Less than a dozen kilometres from Camp Victoria lies the village of Tlanglo. Indeed, it did. In the centre of the village are craters left by two 250-pound bombs dropped by the junta’s loyal army: Tatmadaw, as it was once reverently known. ‘The Greens’, as people now refer to it with contempt. The Chin have a long history of resistance to the central state, and while Rangoon had a presence in state structures (schools, hospitals, public administration), the Chin National Front – and its armed wing, the CNA, formed in 1988 – have always stood up to the Tatmadaw, continuing a resistance to the undemocratic centralism of the Bamar majority since the late 1940s.

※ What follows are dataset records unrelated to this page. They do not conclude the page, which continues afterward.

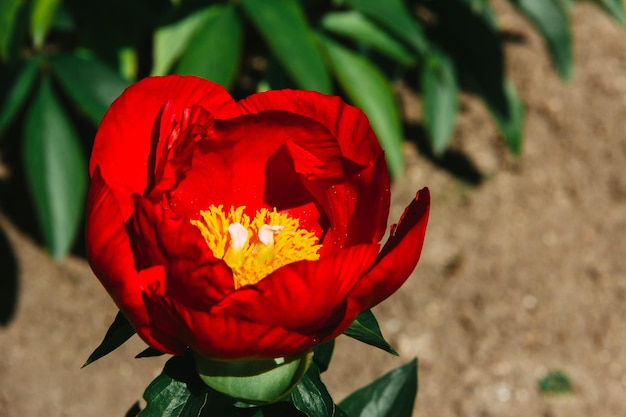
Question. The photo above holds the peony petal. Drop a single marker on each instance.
(220, 336)
(246, 165)
(398, 257)
(304, 297)
(112, 261)
(128, 130)
(347, 123)
(367, 193)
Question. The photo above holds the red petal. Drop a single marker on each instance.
(129, 128)
(222, 337)
(304, 297)
(246, 165)
(111, 258)
(347, 123)
(194, 276)
(398, 257)
(360, 207)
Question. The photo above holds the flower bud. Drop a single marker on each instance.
(254, 382)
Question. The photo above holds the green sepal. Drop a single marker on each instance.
(365, 329)
(253, 382)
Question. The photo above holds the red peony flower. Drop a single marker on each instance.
(244, 230)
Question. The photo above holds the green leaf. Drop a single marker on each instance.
(149, 352)
(323, 353)
(392, 395)
(567, 5)
(354, 25)
(394, 16)
(12, 13)
(476, 48)
(365, 329)
(552, 22)
(283, 26)
(119, 332)
(615, 8)
(170, 41)
(18, 93)
(56, 172)
(368, 89)
(440, 95)
(214, 52)
(311, 396)
(42, 14)
(90, 84)
(510, 124)
(178, 392)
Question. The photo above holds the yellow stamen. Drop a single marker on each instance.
(254, 248)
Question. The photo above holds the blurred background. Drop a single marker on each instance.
(510, 111)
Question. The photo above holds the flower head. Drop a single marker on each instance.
(244, 230)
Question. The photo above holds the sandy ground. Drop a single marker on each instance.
(521, 274)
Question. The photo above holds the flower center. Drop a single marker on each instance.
(254, 248)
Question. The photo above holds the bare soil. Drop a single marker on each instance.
(523, 272)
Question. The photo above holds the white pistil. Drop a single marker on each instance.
(266, 233)
(238, 236)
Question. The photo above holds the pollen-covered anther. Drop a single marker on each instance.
(254, 248)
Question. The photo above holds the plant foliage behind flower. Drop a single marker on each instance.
(84, 54)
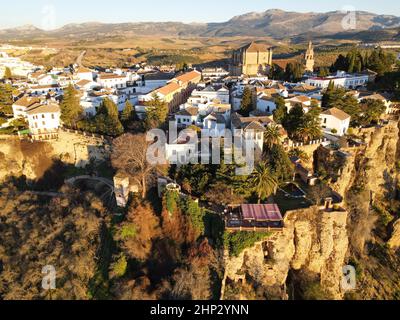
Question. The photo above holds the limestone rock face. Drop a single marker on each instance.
(313, 242)
(394, 241)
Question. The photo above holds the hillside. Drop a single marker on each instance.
(273, 23)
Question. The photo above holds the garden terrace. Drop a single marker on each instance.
(252, 217)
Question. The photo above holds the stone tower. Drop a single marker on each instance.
(309, 58)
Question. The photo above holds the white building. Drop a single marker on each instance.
(83, 74)
(386, 101)
(266, 104)
(210, 93)
(341, 79)
(21, 106)
(214, 73)
(44, 121)
(215, 123)
(187, 117)
(251, 129)
(113, 81)
(304, 101)
(335, 121)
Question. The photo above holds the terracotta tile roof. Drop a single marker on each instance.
(304, 88)
(188, 77)
(83, 70)
(105, 76)
(256, 47)
(337, 113)
(169, 88)
(261, 212)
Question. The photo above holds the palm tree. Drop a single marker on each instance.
(272, 135)
(264, 181)
(303, 156)
(309, 130)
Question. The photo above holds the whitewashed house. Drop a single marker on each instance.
(341, 79)
(215, 123)
(379, 97)
(250, 129)
(210, 93)
(187, 117)
(21, 106)
(335, 121)
(266, 104)
(44, 121)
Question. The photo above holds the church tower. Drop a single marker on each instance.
(309, 58)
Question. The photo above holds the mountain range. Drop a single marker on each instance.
(273, 23)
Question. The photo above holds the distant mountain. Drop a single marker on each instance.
(273, 23)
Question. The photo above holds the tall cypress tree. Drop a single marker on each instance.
(107, 120)
(6, 100)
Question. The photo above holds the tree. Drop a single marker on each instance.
(139, 230)
(294, 72)
(280, 163)
(272, 135)
(6, 100)
(71, 109)
(372, 111)
(129, 155)
(107, 119)
(281, 110)
(380, 61)
(293, 120)
(64, 232)
(7, 73)
(128, 114)
(310, 129)
(303, 156)
(247, 104)
(156, 112)
(264, 181)
(323, 72)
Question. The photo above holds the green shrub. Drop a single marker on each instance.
(119, 267)
(128, 231)
(236, 242)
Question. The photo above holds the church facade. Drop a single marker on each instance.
(251, 60)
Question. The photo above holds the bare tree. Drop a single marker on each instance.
(130, 156)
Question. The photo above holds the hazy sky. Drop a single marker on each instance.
(50, 14)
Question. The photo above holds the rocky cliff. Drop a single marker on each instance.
(315, 244)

Now things have changed. The Burmese state, the current junta, has virtually no territorial control here. It is present only in the major urban centres, such as Hakha – the Chin capital – or Thantlang, both within a 100-kilometre radius east of Camp Victoria: after heavy bombing, the cities were swiped out. The scorched earth is the result of fires set to abandoned houses, and places like Thantlang are now called ‘ghost towns’. The Tatmadaw guards them but cannot get out. Its columns fall victim to ambushes that drive the soldiers back to their urban bases, which are not immune to attack.

The village, like many others in Chin, is believed to have supported the ‘rebel’ army. The two bombs hit the village square and the main road, shattering the wooden houses within bomb range, as well as the windows and structures of a Christian church. The village has emptied out and is now a small Thantlang: a ‘ghost town’. The displaced live in the forest a few kilometres away, in makeshift plastic tents and outdoor kitchens. There is no one left in the village. A few chickens wander through the debris, trying to peck at the smoke-blackened rubble.

Relations between the Chin and the underground government – the National Unity Government – appear to be good. This is the most complex aspect of the Burmese war.

The Nug emerged from the ashes of the old parliament, which expired in 2020 after Aung San Suu Kyi’s party won a landslide victory in the November elections. It now seeks to act as a counterweight to the military junta and has its own armed organisation: the People’s Defence Force, young civilians drafted into the conflict. But the Nug knows that the war cannot be won without the apparatus of the ‘ethnic’ armies. It is currently allied with the Chin, Karen, Kachin, Karenny and part of the Shan, but many other communities are on the side-lines when not siding with the junta. In Chin state, coexistence with the Nug seems stable, although the CNF and CNA dictate the law. However, the Nug has just shared a national curriculum that has been accepted by Chins. It includes the teaching of Burmese as the national language, as well as local dialects and a foreign language. There is a constitutional committee working on a new common constitution, and “the Nug is tasked with developing the strategic goals drawn up by the National Unity Consultative Council (Nucc), the Federal Council and the Committee Representing the Pyidaungsu Hluttaw (Crph)”, a kind of provisional parliament, as Ma Myo, the Nug minister, explained. The inevitable compromises suffer from the historical difficulty of reconciling the ethnic peripheries with the centre of the country, which is ethnically and linguistically Bamar, ‘Burmese’. A difficulty and a complexity that are the real stakes of a military victory, not an unattainable one.

As we decide to enter the liberated area without military escort, we try to understand how far the Nug, the Chin and the Tatmadaw go. A report by the Special Advisory Council for Myanmar (SAC-M), an international research group, in September last year found that the Nug and Ero had effective control over 52% of Myanmar’s territory, while the junta had contested control over a further 23% and stable control over only 17%, or 72 of the country’s 330 municipalities or townships. In the bordering states, the Resistance reportedly controls 94% of the territory. We are right here. Now we have to see how people live in the villages that the resistance has wrested from the Tatmadaw, where the junta cannot set foot, but can only bomb.